Toujours pour répondre aux demandes des habitants,
quelques collectivités ont créer au sein de leurs services espaces verts,
des cours , des écoles ou ateliers de jardinages, pour leur population :
La ville de Nancy à créer trois rendez-vous à destination des « jardiniers amateurs » :
les « Mardis aux serres » éco-ateliers ouvert à la population,
20 à 30 personnes se retrouvent chaque semaine au centre de production,
dans une grande serre préparée spécialement aménagée pour ces rendez-vous.
Les nancéiens peuvent ainsi s’initier à l’art du jardinage :
Bouturage, repiquage, rempotage, plantations de jardinières, de massifs,
pour participer au fleurissement de la cité.
Nancy, Mardis aux serres
Les « Mercredis de la Pép’ » dans le Parc de la Pépinière,
permettent d’observer la nature, les oiseaux, les plantes sauvages,
les insectes, les arbres des parcs..., de construire des nichoirs...
« Les jeudis à Godron », sont une variante « plus physique »
à destination d’un public plus masculin mais pas seulement,
proposée au printemps été au Parc Godron
(paillage, repiquages semis, palissage, nettoyages...).
D’autres villes vont même jusqu’à agrémenter ces cours par des sessions spéciales
« cuisine avec un chef cuisinier local, ou cours d'art floral avec un fleuriste,
comme autrefois Cabourg ou Cahors.
Tout ça c’est bien, mais ça c’était avant…
Depuis il y a eu le covid, les différents confinements,
et le monde s’est mis en pause déstabilisant une bonne partie des citadins.
Petit rappel:
Les trois quarts de français vivent en ville,
durant la pandémie, les gens ont ressenti un besoin de nature,
malheureusement limité en ville, aux parcs, squares et autres « jardins publics musées »
qui ont servi de « refuge ».
Les Français y ont trouvé outre le fait de pouvoir sortir,
se promener, faire de l’exercice, un bien-être pour leur santé mentale.
Ce besoin inné de nature que chacun de nous ressent s’appelle « biophilie »,
mot composé à partir de la racine grecque « bio » la vie et du suffixe « phile » qui aime.

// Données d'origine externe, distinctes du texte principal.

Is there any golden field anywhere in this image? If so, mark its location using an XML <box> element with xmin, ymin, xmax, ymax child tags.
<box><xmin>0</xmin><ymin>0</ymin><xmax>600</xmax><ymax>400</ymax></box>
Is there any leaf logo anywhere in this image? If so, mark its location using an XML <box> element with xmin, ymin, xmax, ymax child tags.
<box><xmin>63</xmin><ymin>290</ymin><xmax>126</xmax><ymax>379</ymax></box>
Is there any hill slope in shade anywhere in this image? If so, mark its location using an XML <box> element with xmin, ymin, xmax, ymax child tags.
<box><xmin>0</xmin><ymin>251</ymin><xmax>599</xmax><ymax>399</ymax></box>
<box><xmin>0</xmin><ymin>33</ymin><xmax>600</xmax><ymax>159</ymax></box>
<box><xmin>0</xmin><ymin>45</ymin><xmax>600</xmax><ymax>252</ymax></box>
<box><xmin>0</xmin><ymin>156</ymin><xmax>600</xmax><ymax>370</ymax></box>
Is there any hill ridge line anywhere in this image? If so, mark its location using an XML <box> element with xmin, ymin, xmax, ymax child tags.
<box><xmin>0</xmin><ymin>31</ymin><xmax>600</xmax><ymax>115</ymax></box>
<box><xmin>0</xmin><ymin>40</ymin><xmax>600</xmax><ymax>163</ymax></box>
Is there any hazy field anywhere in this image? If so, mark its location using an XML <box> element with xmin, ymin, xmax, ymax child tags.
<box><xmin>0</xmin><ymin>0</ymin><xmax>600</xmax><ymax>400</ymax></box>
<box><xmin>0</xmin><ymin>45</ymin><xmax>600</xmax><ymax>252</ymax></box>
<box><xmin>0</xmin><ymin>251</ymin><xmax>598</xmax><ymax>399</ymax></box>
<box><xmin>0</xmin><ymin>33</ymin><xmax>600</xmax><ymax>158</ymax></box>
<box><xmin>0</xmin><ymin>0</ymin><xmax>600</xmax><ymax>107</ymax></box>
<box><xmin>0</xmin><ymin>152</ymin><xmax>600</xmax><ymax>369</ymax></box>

Amour de la vie, amour de la nature.
Depuis, ceux qui le peuvent,
surtout dans l’agglomération parisienne et dans les grandes métropoles,
désertent les villes pour s’expatrier afin de se rapprocher de la nature
et vivre en harmonie avec elle.
De nombreuses municipalités,
qui dans les années 2000 ne juraient que par des « plages » en ville,
n’ont aujourd’hui que le mot « renaturation » à la bouche,
élément de langage ou « greenwashing » électoral…
D’ores et déjà de nombreuses collectivités ont décidé de modifier leur manière de travailler,
d’instaurer des fauchages tardifs en centre-ville, afin de verdir leur image,
en attendant mieux, alors qu’ils étaient, il n’y a si longtemps,
réservés aux quartiers extérieurs ou aux portes de ville.
Recrutement de nouveaux jardiniers
Actuellement le problème majeur que rencontre l'ensemble des services espaces verts
concerne le recrutement de nouveau jardiniers.
Les jeunes ne sont plus attirés par la fonction publique ,
les salaires ne sont pas motivants , les perspectives d'évolutions de carrière sont inexistants
et les taches s'apparentent plus à du "nettoyage urbain" .
Actuellement certaines collectivités se retrouvent avec 8 à 10 postes ouverts
sans espoir de recrutement,
d'autres n'hésitent pas à débaucher le personnel des villes voisines à coup de "primes ou d'avantages"
une des conséquences sera inévitablement une augmentation de la part d'externalisation
dans les collectivités.
Certaines villes, surtout en région parisienne,
ont déjà des services hybrides avec plus de 50% des prestations d'entretien effectuéees par le privé
qui lui n'a pas de problème de recrutement.